The web site, called STEWARDS (Sustaining the
Earth's Watersheds, Agricultural Research Data System), has interactive
maps of watersheds. The site allows users to see the topography of the
watersheds and the instrument locations, as well as download data.
Jean
Steiner, director of the
ARS
Grazinglands Research Laboratory in El Reno, Okla., came up with the idea
of organizing data from watersheds nationwide into one site with a standardized
format. One key purpose is to make the information available to people involved
in the Conservation
Effects Assessment Project (CEAP) and to expand the usefulness of the
information gathered at each watershed for nationwide analyses.
CEAP began in 2003 as a multi-agency effort to quantify the
environmental benefits of conservation practices used by private landowners
participating in selected U.S. Department of
Agriculture (USDA) conservation programs.
But the data are also crucial to others doing hydrological analyses,
and to the public, especially to people living in these watersheds.
The data include information on pesticides, nitrogen and phosphorous
in streams, rivers, lakes and drinking water reservoirs.

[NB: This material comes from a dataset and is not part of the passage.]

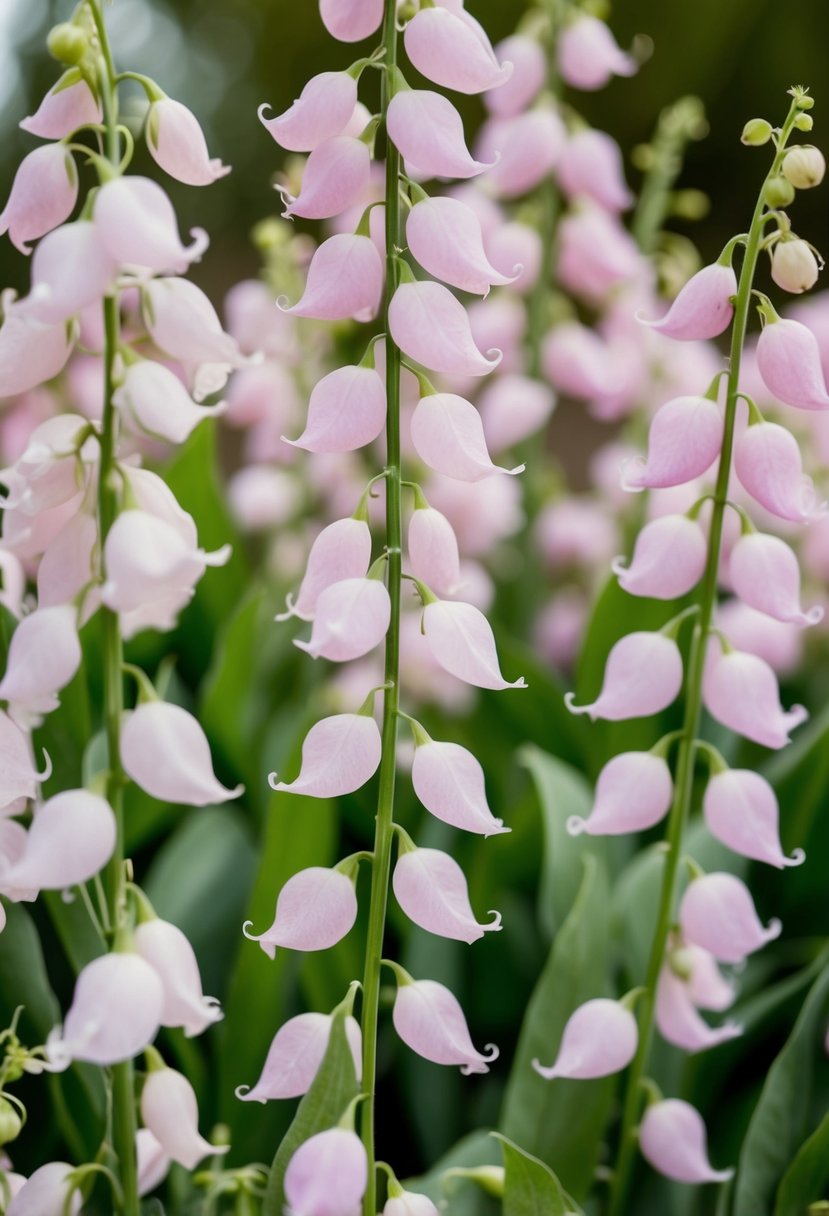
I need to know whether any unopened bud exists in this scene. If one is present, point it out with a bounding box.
[783,147,827,190]
[772,240,819,295]
[740,118,772,147]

The web site also has
data on daily stream discharge levels, air and soil temperature and other
weather data.
In addition to Steiner, the ARS team, now led by
Jerry
Hatfield, laboratory director at Ames, Iowa, also included Cropland CEAP
Coordinator
John
Sadler at Columbia, Mo.; Jin-Song Chen, formerly a hydrologist at El Reno;
information technology specialists Greg Wilson at Beltsville, Md., John Ross at
El Reno, Teri Oster at Columbia, David James and Kevin Cole at Ames; and
computer programmer Bruce Vandenberg at Fort Collins, Colo.
Two papers on STEWARDS appear in the November-December 2008 issue of
the Journal of Soil and Water
Conservation.
ARS is a scientific research agency in USDA.